PS e PSD juntos no funeral da regionalização

Já tínhamos percebido que anda no ar um clima de enlevo entre o PSD e o Governo em matérias como a gestão da crise da covid-19 ou do orçamento suplementar. Com o golpe de rins do PSD na data da eleição indirecta das CCDR, fica-se com a ideia de um namoro.

O PSD empenhou-se ontem na imortalidade da máxima de Lampedusa (“É preciso mudar alguma coisa para que tudo continue na mesma”). Contrariando as expectativas que o próprio partido tinha criado, abriu as portas à aprovação do decreto do Governo que prevê a eleição indirecta dos presidentes das comissões de Coordenação e Desenvolvimento Regional (CCDR). Já tínhamos percebido que anda no ar um clima de enlevo entre o PSD e o Governo em matérias como a gestão da crise da covid-19 ou do orçamento suplementar. Com o golpe de rins do PSD na data da eleição indirecta das CCDR, exigindo para aprovar a intenção do Governo o simples adiamento de um mês, fica-se com a ideia de um namoro – porque uma coisa é manter a unidade política para garantir a difícil travessia da crise; outra é servir de muleta do Governo em decisões relacionadas com a organização e gestão territorial do país.

Seria entendível que o PSD estivesse de acordo com a primeira eleição indirecta de líderes das CCDR um ano antes das autárquicas, se o tivesse dito claramente desde o início. Pelo contrário, o partido de Rui Rio criticou com pertinência o facto de as eleições previstas para Setembro serem decididas por um colégio eleitoral prestes a entrar na sua recta final de mandato. E, agindo em consequência, pediu a apreciação parlamentar do diploma. Não para o chumbar, como pretendem os outros partidos, mas para o expurgar deste vício de forma. Afinal, nem uma coisa, nem outra. Em vez de Setembro, o PSD quer eleições em Outubro. Ou, por outras palavras, pôs-se a jeito para viabilizar as propostas do Governo – a menos que venha aí outra grande surpresa.

Se o problema desta decisão fosse apenas a cambalhota, daí não viria grande mal ao mundo. Mas não é. A proposta do Governo corresponde à morte assistida da regionalização consagrada constitucionalmente – porque a expurga da sua legitimidade democrática; porque mantém as comissões presas à órbita do governo, que terá até o poder de demitir o seu presidente.

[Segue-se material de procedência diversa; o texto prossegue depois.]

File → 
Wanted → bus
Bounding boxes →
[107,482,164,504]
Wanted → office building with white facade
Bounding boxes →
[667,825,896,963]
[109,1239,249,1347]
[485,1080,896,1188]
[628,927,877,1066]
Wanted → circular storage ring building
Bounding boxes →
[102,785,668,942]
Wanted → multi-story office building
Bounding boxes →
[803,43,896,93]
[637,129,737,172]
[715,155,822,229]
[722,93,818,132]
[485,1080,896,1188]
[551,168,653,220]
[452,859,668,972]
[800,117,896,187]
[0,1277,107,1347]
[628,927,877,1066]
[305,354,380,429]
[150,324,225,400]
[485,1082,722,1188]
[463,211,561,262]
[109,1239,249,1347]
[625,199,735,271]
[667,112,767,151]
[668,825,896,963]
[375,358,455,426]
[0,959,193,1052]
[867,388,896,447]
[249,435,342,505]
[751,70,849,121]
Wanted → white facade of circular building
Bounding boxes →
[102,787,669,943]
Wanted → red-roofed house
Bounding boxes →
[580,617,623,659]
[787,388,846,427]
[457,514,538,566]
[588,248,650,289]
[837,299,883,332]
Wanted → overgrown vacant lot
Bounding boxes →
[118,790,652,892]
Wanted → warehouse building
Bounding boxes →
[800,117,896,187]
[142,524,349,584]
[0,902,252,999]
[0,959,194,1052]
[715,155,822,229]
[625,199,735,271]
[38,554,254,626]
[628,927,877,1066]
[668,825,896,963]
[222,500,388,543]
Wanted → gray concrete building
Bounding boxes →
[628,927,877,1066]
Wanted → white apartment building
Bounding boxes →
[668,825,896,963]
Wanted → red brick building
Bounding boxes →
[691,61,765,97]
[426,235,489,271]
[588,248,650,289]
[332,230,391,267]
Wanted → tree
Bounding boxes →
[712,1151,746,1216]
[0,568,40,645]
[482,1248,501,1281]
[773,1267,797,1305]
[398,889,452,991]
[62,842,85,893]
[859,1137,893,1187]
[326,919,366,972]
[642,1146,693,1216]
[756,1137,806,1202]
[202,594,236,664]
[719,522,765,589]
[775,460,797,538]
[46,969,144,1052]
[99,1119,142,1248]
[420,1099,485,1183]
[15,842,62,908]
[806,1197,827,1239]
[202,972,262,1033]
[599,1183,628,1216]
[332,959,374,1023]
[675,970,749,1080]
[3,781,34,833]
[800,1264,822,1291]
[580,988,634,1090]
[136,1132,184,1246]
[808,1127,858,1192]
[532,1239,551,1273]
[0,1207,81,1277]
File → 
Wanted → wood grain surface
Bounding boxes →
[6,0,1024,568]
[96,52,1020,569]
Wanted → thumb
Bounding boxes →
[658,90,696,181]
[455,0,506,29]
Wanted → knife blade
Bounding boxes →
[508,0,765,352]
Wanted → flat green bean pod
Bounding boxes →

E porque transforma organismos de planeamento e gestão regional em extensões dos legítimos microinteresses das autarquias.

Viabilizando a proposta, o PSD, que juntamente com o PCP é o campeão da defesa das regiões administrativas, troca uma reforma crucial para a criação de um Estado moderno (nunca é de mais repeti-lo: somos o Estado mais centralizado da Europa) por um sucedâneo mal-amanhado. O PSD e o PS, que aprovaram uma comissão independente para estudar a questão que concluiu pela necessidade urgente da regionalização, juntam-se agora para a enterrar por muitos anos.